Founded in 1920, Turkey's Grand National Assembly is a testament of what the country's independence struggle achieved.
The opening ceremony was timed to take place on a Friday which is the holiest day in the week for Muslims. Dignitaries and officers prayed at the Haci Bayram Veli mosque in Ankara. An iconic photograph form the opening ceremony shows dignitaries offering their prayers. Sheeps were sacrificed to inaugurate success. For success was needed in those perilous times.
A hundred years ago this week, the Turkish parliament was officially established on 23 April 1920. Known as the Grand National Assembly, this institution was instrumental in the war of independence and the transition from the Ottoman Empire to the Republic of Turkey.
The opening ceremony that Friday was imbued with religious symbolism for an institution that would come to be associated with secularism in the decades ahead. It also symbolically inaugurated Ankara as the new center of political power. The late Andrew Mango vividly described how the ceremony proceeded in his Atatürk: The Biography of the Founder of Modern Turkey.
A year and a half earlier, the Mudros armistice of October 1918 marked the end of the Ottoman Empire's involvement in World War I. The Allied Powers imposed punitive measures that set the stage for a territorial partition of the dwindling empire.

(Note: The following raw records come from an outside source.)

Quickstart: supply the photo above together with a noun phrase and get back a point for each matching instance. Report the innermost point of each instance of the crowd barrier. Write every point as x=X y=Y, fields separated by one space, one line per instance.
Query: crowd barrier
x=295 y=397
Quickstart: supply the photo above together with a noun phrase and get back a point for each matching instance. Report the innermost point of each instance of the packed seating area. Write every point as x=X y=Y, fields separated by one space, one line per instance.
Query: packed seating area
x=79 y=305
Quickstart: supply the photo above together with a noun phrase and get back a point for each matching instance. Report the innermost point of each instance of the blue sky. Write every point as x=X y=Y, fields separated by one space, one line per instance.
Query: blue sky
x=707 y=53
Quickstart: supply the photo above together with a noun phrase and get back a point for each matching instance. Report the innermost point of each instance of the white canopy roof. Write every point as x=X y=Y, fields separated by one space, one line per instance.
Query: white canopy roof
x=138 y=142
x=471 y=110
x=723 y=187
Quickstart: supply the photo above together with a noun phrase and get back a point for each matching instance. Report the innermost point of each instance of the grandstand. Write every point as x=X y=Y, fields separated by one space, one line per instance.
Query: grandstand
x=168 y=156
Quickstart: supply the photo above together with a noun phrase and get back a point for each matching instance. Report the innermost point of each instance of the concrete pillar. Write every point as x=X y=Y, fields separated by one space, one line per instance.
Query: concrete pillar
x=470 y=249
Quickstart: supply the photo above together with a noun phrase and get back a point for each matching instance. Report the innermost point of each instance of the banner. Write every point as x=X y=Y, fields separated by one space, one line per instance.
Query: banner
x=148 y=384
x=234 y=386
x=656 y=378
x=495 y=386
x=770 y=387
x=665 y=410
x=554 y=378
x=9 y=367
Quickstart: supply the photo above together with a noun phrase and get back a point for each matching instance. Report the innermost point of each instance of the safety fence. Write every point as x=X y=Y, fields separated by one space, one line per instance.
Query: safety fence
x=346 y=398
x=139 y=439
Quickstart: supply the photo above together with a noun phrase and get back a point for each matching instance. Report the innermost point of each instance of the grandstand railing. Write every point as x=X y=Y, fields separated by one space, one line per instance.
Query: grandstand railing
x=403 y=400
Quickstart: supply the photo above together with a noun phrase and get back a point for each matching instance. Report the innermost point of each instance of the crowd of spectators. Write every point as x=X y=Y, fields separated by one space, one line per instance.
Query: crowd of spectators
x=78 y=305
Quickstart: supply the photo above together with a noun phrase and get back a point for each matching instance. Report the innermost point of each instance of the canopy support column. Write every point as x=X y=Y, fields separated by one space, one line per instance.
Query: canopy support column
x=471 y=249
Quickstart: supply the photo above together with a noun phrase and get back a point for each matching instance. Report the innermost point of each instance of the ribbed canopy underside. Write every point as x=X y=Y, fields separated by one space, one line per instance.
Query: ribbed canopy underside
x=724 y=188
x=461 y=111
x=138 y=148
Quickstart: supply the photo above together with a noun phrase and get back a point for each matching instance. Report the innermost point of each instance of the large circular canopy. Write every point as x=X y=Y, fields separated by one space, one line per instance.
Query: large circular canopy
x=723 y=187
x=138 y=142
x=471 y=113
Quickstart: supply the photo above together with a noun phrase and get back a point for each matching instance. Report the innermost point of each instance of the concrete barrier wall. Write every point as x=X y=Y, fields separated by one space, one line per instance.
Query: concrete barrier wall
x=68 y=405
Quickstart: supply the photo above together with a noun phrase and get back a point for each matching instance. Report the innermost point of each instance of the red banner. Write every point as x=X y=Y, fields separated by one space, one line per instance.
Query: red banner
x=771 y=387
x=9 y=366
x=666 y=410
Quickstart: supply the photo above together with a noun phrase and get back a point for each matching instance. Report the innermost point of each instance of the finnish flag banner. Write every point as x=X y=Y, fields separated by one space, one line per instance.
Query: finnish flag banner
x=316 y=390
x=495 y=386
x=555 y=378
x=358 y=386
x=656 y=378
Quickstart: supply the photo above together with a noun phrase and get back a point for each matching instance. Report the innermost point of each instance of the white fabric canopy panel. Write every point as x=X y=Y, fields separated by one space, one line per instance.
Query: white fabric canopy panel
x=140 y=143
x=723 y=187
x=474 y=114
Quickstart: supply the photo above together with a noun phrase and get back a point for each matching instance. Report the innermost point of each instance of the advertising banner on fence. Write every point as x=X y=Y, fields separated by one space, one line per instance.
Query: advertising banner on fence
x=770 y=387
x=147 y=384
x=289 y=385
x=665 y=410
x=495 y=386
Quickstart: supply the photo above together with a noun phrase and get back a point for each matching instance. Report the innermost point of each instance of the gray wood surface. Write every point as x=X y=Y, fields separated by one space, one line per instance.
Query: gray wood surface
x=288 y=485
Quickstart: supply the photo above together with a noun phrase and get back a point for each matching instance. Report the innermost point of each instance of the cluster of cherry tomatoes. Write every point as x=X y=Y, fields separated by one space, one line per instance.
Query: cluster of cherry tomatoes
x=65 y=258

British, French and Italian occupation forces in Istanbul portended what was to come. The Greek occupation of Izmir in May 1919 and the march towards the Megali Idea was the trigger that mobilised resistance across the country. A full and detailed partition of Anatolia was laid out in the Treaty of Sevres in 1920.
As the occupation proceeded patriotic officers and resistance groups across the country were determined to put up a fight. For the resistance to be successful, a centralised organization and leadership of the movement was crucial. Mustafa Kemal Pasha provided both, soon after his arrival in the Black Sea city of Samsun in May 1919 and this event marks the beginning of the war of independence.
The Ottoman officer who distinguished himself in fending off the Allied invasion at the Battle of Gallipoli was now at the helm of the Turkish resistance. In this time of peril, the new parliament assumed both legislative and executive powers. Thirty-nine year old Mustafa Kemal Pasha was elected speaker and head of government.
The parliament established in Ankara was not the first parliament in Turkey but it was the first Turkish parliament. It was during the reign of Sultan Abdulhamid II that the first parliament was convened in 1877. The Young Turk revolution of 1908 led to the reinstitution of parliament and what is known as the second constitutional era.
The parliament in 1920 was founded during a transition phase from the Ottoman Empire to the Turkish Republic. During this period, the parliament undertook a number of important decisions of which two were particularly consequential. These were the abolishment of the sultanate in November 1922 and the caliphate in March 1924.
Military victories of Mustafa Kemal Pasha and the patriotic forces ensured that the carve-up of Anatolia envisioned by the Allies would not materialise. New facts on the ground generated as a result of these victories paved the way for a renegotiation of peace terms with European powers. The Treaty of Lausanne in 1923 recognised the new balance of power in Turkey's favour and cast the Treaty of Sevres into the dustbin of history.
On a recent trip to Ankara, I visited the building that housed the parliament founded that Friday a hundred years ago. Today, it is the War of Independence Museum (Kurtuluş Savaşı Müzesi). The parliament conducted its business in this building from 1920 to 1924 when it was moved to a nearby location.
The original chamber is a humble space for an institution that undertook such consequential decisions. Above the speaker's chair is a quote from The Quran: “Ve Şâvirhüm fi’l emr” meaning „...and consult them in the matter... „ (Ali Imran: 159).
Preserved in the museum is Ataturk's office, a prayer room for chamber deputies and a table that was used in the Lausanne negotiations. The table is a symbolic reminder of what the independence struggle achieved.